I am trying to show the following: Let $X_{n},X$ r.v so that $\sum_{n}E(|X_{n}-X|^{r})<\infty$ for some $r>0$. Show $X_{n}\rightarrow X$ a.s My Proof:

For hypothesis, exist some $r>0$ with $r\in \mathbb{N}$ so that $\sum_{n}E(|X_{n}-X|^{r})<\infty$ then $\sum_{n}E(|X_{n}-X|^{r})$ converge.
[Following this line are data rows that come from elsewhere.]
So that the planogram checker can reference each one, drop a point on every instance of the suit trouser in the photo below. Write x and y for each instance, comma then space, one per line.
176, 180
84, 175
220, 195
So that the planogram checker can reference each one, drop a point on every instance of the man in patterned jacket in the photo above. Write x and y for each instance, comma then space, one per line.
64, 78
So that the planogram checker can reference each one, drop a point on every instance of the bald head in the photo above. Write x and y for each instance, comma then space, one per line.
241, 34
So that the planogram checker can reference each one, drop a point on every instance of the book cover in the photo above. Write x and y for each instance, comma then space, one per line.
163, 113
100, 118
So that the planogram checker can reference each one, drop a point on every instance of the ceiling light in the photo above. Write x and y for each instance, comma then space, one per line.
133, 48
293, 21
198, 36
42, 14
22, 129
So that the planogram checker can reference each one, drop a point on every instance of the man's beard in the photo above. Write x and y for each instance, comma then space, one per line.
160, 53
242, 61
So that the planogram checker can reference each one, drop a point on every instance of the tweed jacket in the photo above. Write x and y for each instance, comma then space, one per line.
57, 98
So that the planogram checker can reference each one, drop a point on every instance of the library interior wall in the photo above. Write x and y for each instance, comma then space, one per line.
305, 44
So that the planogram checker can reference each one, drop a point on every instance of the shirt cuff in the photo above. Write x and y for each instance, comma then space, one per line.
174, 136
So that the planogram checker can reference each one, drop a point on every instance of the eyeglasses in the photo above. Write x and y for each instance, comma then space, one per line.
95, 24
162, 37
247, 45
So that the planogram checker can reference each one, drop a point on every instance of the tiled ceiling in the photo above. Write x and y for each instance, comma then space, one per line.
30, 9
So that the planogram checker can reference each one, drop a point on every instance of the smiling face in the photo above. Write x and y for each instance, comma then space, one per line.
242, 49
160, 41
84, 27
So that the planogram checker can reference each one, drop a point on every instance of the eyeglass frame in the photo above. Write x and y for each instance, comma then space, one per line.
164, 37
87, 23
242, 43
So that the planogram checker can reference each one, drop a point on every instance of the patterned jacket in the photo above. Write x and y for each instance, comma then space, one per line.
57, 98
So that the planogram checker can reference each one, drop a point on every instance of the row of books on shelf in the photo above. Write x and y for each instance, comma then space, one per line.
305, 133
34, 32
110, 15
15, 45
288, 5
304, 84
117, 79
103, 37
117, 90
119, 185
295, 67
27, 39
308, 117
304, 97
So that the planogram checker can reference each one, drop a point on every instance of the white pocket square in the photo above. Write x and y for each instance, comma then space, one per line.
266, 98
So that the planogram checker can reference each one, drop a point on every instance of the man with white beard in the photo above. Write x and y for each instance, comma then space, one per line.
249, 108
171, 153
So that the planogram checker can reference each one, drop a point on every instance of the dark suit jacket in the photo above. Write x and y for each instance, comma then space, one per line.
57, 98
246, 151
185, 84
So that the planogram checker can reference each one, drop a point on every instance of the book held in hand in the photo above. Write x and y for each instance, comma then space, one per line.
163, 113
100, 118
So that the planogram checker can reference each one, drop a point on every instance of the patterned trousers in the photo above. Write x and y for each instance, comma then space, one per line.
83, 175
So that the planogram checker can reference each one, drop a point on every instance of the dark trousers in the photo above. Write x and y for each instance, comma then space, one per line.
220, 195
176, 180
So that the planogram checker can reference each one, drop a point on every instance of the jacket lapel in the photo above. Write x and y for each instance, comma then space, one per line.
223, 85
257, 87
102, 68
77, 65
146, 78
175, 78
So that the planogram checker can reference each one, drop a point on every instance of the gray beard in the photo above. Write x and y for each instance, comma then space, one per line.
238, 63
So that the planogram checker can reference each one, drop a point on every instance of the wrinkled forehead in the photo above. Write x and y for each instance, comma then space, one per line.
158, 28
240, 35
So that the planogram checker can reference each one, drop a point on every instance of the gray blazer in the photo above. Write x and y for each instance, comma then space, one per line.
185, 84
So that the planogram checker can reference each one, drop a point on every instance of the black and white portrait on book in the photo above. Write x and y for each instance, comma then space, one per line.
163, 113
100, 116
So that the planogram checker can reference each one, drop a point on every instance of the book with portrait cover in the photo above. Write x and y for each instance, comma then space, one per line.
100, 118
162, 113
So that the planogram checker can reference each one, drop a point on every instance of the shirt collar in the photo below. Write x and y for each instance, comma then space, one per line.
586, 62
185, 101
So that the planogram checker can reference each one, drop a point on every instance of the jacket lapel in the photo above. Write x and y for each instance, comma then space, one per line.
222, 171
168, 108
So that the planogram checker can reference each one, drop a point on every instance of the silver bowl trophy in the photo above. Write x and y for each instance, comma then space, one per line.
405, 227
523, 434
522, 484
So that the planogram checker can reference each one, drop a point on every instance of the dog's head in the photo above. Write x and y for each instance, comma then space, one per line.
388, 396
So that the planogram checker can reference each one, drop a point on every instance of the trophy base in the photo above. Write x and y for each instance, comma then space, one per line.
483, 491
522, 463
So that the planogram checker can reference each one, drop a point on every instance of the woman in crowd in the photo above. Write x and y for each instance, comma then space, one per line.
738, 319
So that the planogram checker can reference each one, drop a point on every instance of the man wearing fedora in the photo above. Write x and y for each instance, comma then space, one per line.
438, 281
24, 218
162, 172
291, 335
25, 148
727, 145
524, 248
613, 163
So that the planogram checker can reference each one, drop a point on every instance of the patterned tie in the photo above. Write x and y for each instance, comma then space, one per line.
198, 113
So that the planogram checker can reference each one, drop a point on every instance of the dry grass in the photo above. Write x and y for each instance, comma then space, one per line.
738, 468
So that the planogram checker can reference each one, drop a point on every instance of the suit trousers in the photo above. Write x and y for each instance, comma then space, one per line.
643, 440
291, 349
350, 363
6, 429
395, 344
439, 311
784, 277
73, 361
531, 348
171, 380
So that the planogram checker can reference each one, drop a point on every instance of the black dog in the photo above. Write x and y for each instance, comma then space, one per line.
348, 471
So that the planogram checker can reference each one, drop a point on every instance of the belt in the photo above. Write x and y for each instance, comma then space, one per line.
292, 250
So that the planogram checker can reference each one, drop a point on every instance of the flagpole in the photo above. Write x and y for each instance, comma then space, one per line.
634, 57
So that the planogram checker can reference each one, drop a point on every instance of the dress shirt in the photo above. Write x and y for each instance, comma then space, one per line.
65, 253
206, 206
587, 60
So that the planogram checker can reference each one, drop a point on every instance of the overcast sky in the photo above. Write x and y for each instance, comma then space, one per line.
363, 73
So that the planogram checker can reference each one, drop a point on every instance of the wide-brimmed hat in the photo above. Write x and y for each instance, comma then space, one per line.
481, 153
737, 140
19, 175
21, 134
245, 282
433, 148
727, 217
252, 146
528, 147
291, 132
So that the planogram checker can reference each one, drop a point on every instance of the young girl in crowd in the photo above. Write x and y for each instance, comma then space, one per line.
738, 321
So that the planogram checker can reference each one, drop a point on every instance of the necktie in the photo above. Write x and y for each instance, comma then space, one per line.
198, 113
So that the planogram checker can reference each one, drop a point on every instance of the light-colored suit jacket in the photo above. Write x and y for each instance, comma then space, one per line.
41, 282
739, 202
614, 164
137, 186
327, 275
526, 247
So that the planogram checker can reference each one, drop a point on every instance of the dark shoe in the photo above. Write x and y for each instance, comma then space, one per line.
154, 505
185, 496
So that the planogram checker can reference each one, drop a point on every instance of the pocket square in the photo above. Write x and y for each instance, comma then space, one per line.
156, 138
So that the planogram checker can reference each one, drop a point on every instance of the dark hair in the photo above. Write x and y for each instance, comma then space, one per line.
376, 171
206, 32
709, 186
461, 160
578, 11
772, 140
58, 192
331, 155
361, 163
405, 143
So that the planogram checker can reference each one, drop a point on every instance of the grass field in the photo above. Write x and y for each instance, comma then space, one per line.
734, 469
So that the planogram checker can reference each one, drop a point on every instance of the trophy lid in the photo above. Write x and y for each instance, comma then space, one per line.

Now to convergence criterion we know that $$E(|X_{n}-X|^{r})\rightarrow 0$$ i.e. $$X_{n}\xrightarrow{L_{r}} X.$$ This follows readily from Chebyshev's inequality for any $\epsilon>0$ then $$P[|X_{n}-X|\geq \epsilon]\leq \frac{E(|X_{n}-X|^{r})}{\epsilon^{r}}$$ Now we take series in both ways then $$\sum_{n=1}^{\infty} P[|X_{n}-X|\geq \epsilon]\leq \sum_{n=1}^{\infty} \frac{E(|X_{n}-X|^{r})}{\epsilon^{r}} < \sum_{n=1}^{\infty} E(|X_{n}-X|^{r}) < \infty $$ therefore
$$\sum_{n=1}^{\infty} P[|X_{n}-X|\geq \epsilon]< \infty $$ by Borel-Cantelli lemma, we have $$P(\limsup_{n\rightarrow \infty} |X_{n}-X|\geq \epsilon )=0$$ Let $w\in [\lim_{n\rightarrow \infty} X_{n}=X]$. Those $M\geq 1$ exist $N \geq 1$ so that $n\geq N$ $$|X_{n}(w)-X(w)|<\frac{1}{M}$$ That means that $$w\in \bigcap_{M=1}^{\infty} \bigcup_{N=1}^{\infty} \bigcap_{n=N}^{\infty}\left( |X_{n}-X|\leq \frac{1}{M}\right)$$ therefore $$P[\lim_{n\rightarrow \infty} X_{n}=X]=1-P\left[ \lim_{n\rightarrow \infty} X_{n}\neq X \right]=1-P\left[ \bigcup_{M=1}^{\infty} \bigcap_{N=1}^{\infty} \bigcup_{n=N}^{\infty} |X_{n}-X|\geq \frac{1}{M}\right]\geq 1-P \sum_{M=1}^{\infty} \left[ \bigcap_{N=1}^{\infty} \bigcup_{n=N}^{\infty} |X_{n}-X|\geq \frac{1}{M}\right] $$ Now $$P[\lim_{n\rightarrow \infty} X_{n}=X]\geq 1-P \sum_{M=1}^{\infty} \left[ \bigcap_{N=1}^{\infty} \bigcup_{n=N}^{\infty} |X_{n}-X|\geq \frac{1}{M}\right]= 1-P \sum_{M=1}^{\infty} \left[\limsup_{n\rightarrow \infty}|X_{n}-X|\geq \frac{1}{M}\right]=1-0.$$

Then $$P[\lim_{n\rightarrow \infty} X_{n}=X ]=1$$

Therefore, $X_{n}\rightarrow X$ a.s .

Did I do anything wrong or is there something to improve?

Answer 1

Looks correct. A simpler but equivalent proof is to note that $E(\sum_{n}|X_n - X|^r) = \sum_n E(|X_n - X|^r) < \infty$ implies $\sum_{n}|X_n - X|^r < \infty$ a.s., so $|X_n - X|^r \to 0$ a.s.